そんな数ある政略結婚ストーリーの金字塔で、2025年1月からアニメ2期の放映も決まっている、『わたしの幸せな結婚』。著者の顎木あくみ先生×カクヨムネクストによる特別企画として、『わたしの幸せな結婚』1~3巻を無料公開中です。これを記念して、今回は政略結婚がテーマの作品レビューをピックアップしました。
魔王様に捧げる涙を流すため、生贄姫として魔族の国へ嫁いできたベアトリス姫。生贄といっても過酷なことはなく、初代魔王様の加護に守られながら、一定量の涙を流せば契約終了→離婚可能、というゆるゆるなものなのですが――
実家の境遇が不遇で過酷だったベアトリスは、何があっても家に帰りたくない。それで、絶対に泣かない、と心に決め、それを魔王と魔族たちに宣言します。
魔王様も生贄姫の涙を必要とする切実な理由があるために、魔族たちはあの手この手でベアトリスを泣かせようとします。

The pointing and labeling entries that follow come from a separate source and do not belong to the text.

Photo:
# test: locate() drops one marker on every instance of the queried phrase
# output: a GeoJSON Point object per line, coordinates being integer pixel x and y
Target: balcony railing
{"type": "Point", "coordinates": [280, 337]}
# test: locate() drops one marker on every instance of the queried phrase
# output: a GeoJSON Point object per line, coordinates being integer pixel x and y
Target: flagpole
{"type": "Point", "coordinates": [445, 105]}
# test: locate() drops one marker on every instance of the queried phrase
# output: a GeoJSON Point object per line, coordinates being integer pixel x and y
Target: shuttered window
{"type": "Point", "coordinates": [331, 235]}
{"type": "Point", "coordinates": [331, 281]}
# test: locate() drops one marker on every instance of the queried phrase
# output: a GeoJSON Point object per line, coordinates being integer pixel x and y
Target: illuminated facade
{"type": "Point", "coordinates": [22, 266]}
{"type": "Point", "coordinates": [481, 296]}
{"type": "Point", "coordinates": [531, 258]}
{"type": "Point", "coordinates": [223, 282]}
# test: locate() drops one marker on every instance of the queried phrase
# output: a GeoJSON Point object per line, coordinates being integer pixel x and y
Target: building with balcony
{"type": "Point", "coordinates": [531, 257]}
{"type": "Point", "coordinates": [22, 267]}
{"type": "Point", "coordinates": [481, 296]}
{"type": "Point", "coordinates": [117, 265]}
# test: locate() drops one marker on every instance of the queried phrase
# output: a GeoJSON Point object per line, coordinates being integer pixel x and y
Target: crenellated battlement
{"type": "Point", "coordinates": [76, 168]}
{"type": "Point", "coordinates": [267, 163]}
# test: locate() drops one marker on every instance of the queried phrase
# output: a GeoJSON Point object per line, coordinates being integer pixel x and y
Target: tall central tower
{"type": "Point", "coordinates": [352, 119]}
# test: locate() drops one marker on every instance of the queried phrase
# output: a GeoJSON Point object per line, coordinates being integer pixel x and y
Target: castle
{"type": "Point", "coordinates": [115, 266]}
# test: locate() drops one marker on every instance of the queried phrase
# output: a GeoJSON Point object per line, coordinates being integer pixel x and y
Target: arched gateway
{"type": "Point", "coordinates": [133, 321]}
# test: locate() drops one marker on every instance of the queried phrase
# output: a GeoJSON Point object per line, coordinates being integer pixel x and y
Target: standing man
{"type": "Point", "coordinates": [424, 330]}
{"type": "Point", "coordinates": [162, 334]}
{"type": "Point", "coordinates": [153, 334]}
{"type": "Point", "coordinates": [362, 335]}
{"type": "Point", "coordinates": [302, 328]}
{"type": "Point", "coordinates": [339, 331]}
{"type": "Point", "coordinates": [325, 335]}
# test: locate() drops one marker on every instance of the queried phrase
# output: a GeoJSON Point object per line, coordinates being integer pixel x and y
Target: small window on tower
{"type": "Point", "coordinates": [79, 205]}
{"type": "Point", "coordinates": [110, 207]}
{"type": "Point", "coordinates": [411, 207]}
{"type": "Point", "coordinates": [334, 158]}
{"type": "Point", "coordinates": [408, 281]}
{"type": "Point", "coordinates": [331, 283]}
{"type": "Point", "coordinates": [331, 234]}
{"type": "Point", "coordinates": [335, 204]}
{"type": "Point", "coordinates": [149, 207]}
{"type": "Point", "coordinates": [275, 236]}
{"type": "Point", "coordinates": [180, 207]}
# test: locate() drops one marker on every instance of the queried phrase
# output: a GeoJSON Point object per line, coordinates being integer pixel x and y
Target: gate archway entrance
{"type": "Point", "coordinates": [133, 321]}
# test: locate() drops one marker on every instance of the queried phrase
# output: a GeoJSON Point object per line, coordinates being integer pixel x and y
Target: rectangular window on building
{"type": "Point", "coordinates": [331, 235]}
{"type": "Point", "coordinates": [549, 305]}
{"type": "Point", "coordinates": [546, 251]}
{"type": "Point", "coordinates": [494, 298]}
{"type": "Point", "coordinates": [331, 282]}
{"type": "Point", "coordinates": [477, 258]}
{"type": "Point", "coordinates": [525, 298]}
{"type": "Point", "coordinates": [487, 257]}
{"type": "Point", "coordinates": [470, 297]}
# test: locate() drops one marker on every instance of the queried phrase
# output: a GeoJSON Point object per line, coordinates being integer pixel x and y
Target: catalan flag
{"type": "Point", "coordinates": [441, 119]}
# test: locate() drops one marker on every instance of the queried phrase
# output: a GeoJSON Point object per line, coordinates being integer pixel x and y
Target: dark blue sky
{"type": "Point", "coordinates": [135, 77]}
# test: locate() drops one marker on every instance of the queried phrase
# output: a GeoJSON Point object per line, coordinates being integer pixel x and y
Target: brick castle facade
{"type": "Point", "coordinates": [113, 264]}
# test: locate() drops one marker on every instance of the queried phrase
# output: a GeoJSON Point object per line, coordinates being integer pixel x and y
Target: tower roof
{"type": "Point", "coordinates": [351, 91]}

それらに対する決め台詞が。
「可愛くてごめんあそばせ?」
最初は、魔族たちの罵倒や嫌がらせに対する煽り返しに過ぎなかったこの台詞、物語が進んで魔王様との関係が変化してゆくにつれて、いろんな表情を見せるようになります。結構お似合いですよねおふたり!
とはいえ魔族たちは、ベアトリスが魔王様に優遇されるのも面白くないので、嫌がらせも段々と陰湿みを増してゆき……ついには。
破格の加護に守られ、最強の魔王様を味方につけても、防ぎきれないものだってあるのです。
おふたりの関係がどうなっていくのか、魔族たちとの関係は改善されるのか。先が楽しみな恋愛ファンタジーです。ぜひ、ご一読ください。
颱国の皇太子・皓月は、“抜山虎女”と称され、周辺諸国にその名を轟かせていた。とある事情により、お淑やかな妹・皦玲の代わりとして、”引きこもり”と噂される敵国・浩の皇太子、璧志に嫁ぐことに····。
皦玲として、皦玲ならば、皦玲だったら。皓月はどんどん"自分らしさ"を閉じ込めていく。本来の皓月は、気高く、物理的にも強く、何者にも負けない気骨のある女性。
引きこもり皇子が遣わした教育係の巫澂は、そんな皓月に対して想うところがあるようで。
白虎の国の元皇太女と青龍の国の皇太子。この出会いが、国に齎すものとは―――。
嫌がらせ上等! 何を言われてもその倍の嫌味で返せる!強強ヒロインと思いきや、けっこうメンタルがぼろぼろになるような過去もあり。また、恋愛に関してはかなりの鈍感さを匂わせていて、思わず応援したくなるのです。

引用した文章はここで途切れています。